Mendeleyがユーザーにファイルを触らせない方向へ進む一方で、Zoteroは開かれた管理を守り続けています。

文想ゆずりのメモ機能

Zoteroは文献ごとに独立したリッチテキストのノートを手軽に追加できます。PDFにマーカーを引くだけでなく、自分の思いつきや覚え書きを文献としっかり結びつけて残せる。この感覚は、まさに文想の延長線上にあります。

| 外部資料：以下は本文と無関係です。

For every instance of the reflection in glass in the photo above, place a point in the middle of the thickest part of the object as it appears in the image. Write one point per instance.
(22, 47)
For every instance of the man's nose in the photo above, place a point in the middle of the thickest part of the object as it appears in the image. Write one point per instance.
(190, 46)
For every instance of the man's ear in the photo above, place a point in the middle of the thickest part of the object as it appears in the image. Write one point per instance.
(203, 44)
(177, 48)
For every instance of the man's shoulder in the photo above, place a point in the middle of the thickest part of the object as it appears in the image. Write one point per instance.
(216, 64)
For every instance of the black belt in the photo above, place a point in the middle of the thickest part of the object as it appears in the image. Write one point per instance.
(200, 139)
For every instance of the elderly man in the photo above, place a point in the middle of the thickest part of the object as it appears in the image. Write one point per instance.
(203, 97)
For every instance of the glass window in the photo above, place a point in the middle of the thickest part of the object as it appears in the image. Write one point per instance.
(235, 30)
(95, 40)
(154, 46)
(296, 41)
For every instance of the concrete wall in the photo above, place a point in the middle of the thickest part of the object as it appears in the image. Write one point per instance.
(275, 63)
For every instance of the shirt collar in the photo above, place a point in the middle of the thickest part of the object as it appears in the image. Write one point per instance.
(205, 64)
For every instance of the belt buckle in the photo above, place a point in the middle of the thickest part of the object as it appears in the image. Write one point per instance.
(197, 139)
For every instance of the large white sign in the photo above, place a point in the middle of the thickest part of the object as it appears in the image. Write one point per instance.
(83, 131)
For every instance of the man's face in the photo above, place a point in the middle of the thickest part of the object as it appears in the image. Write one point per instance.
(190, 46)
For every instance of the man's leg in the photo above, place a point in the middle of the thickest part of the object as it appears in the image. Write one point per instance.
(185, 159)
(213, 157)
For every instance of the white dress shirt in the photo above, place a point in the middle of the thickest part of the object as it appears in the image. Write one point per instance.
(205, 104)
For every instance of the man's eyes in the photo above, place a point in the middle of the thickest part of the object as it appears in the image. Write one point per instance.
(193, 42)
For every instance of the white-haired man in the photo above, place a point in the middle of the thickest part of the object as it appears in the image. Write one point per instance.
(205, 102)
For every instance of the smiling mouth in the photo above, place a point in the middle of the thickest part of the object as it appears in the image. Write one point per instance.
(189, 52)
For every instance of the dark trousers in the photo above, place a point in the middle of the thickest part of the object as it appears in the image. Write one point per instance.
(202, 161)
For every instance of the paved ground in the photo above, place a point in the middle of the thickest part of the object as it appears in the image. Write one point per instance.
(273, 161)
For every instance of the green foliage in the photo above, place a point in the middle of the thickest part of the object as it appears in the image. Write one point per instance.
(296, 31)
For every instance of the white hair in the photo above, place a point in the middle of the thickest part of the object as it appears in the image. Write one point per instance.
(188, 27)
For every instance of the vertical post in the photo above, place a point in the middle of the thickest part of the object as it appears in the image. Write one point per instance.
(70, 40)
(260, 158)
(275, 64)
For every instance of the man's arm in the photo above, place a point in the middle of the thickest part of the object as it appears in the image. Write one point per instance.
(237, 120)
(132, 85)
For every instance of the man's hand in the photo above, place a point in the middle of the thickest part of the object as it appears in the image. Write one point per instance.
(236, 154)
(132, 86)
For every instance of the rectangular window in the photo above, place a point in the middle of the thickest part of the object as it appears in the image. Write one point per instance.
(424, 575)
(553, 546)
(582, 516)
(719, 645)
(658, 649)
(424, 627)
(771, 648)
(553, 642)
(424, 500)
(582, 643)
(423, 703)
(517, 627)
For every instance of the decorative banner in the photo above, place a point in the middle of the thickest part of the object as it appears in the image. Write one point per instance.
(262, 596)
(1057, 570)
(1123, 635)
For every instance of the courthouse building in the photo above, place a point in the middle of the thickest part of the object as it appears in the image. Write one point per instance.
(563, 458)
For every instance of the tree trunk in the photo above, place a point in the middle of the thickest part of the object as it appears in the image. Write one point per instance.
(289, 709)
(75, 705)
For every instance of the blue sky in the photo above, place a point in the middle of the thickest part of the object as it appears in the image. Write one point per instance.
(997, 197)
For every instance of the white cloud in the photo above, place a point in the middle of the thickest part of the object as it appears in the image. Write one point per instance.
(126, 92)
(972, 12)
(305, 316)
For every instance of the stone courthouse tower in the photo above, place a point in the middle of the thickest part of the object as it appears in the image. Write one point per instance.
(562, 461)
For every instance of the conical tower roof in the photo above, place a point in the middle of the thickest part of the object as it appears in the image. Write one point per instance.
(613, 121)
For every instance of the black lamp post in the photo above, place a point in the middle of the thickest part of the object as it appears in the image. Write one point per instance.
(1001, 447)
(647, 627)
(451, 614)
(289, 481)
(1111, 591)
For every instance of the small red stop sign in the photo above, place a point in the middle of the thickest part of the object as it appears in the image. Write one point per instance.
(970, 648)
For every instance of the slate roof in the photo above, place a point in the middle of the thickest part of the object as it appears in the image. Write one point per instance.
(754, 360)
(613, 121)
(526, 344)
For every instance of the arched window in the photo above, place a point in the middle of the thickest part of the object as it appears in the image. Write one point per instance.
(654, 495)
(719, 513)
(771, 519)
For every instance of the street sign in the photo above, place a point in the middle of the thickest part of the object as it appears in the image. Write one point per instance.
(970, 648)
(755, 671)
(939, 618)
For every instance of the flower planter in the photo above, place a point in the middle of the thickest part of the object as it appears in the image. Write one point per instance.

初期Mendeleyの自由度(ローカルでのファイル管理)

PDFの実体は、自分の好きな場所(Dropboxなど)に置いておけます。意味不明な英数字の羅列ではなく、「著者_年_タイトル.pdf」のように人間が読めるファイル名で、手元のフォルダにきれいに整理されていきます。

2. 作るシステムの全体像

目指すのは、Zoteroの使い勝手とDropboxの見通しの良さを組み合わせた形です。
Zoteroのサーバーには軽い書誌データとメモだけを無料・無制限で同期し、容量を食うPDFはDropboxにリンクとして預けておく。こうすることで、Zoteroの有料プランを使わずに、どのPCからでも同じファイルにアクセスできる環境ができあがります。

3. 設定のポイントは3つ

今回の構築で肝になったのは、次の3点でした。

①リンクを相対パスにする(Base Directory設定)

Zoteroの詳細設定で「リンク付き添付ファイルの保存先」をDropboxに指定します。これをやっておくと、WindowsとMac、大学と自宅でユーザー名が違っても、リンク切れが起きません。地味ですが、ここがいちばん効きます。

②プラグイン「ZotMoov」

拡張機能のZotMoovを入れます。PDFを放り込むだけで、自動でリネーム、Dropboxへ移動、Zotero内をリンクに書き換え、という一連の処理が一瞬で終わります。

③PMIDからPDFを自動で拾う

ステッキ形のアイコンにPMIDを入れるだけ。大学のネットワーク内であれば、Zoteroが出版社サイトから勝手にPDFを取ってきて、ZotMoovがそれをDropboxへ並べてくれます。

4. 移行はAIを「技術顧問」がわりに

今回の移行が思いのほかスムーズに進んだのは、AIをガイド役にしたおかげです。「古い論文がうまくリンクされない」「続けて登録していたらロボット判定が出てしまった」といった細かいつまずきも、その場で相談しながら解決できたので、長年の悩みが実質わずかな時間で片づきました。


結びに代えて

いまのMendeleyに二の足を踏んでいる方、あるいは昔使っていた良質なソフトの使い勝手を懐かしんでいる方へ。Zoteroはもう単なる代替品ではなく、私たちが求めていたものをそのまま形にしたツールだと感じています。

ファイルを自分の手に取り戻し、思ったことを自由に書き込む。その先に待っているのは、研究と思考にただ集中できる、あの頃よりずっと快適なデスクトップです。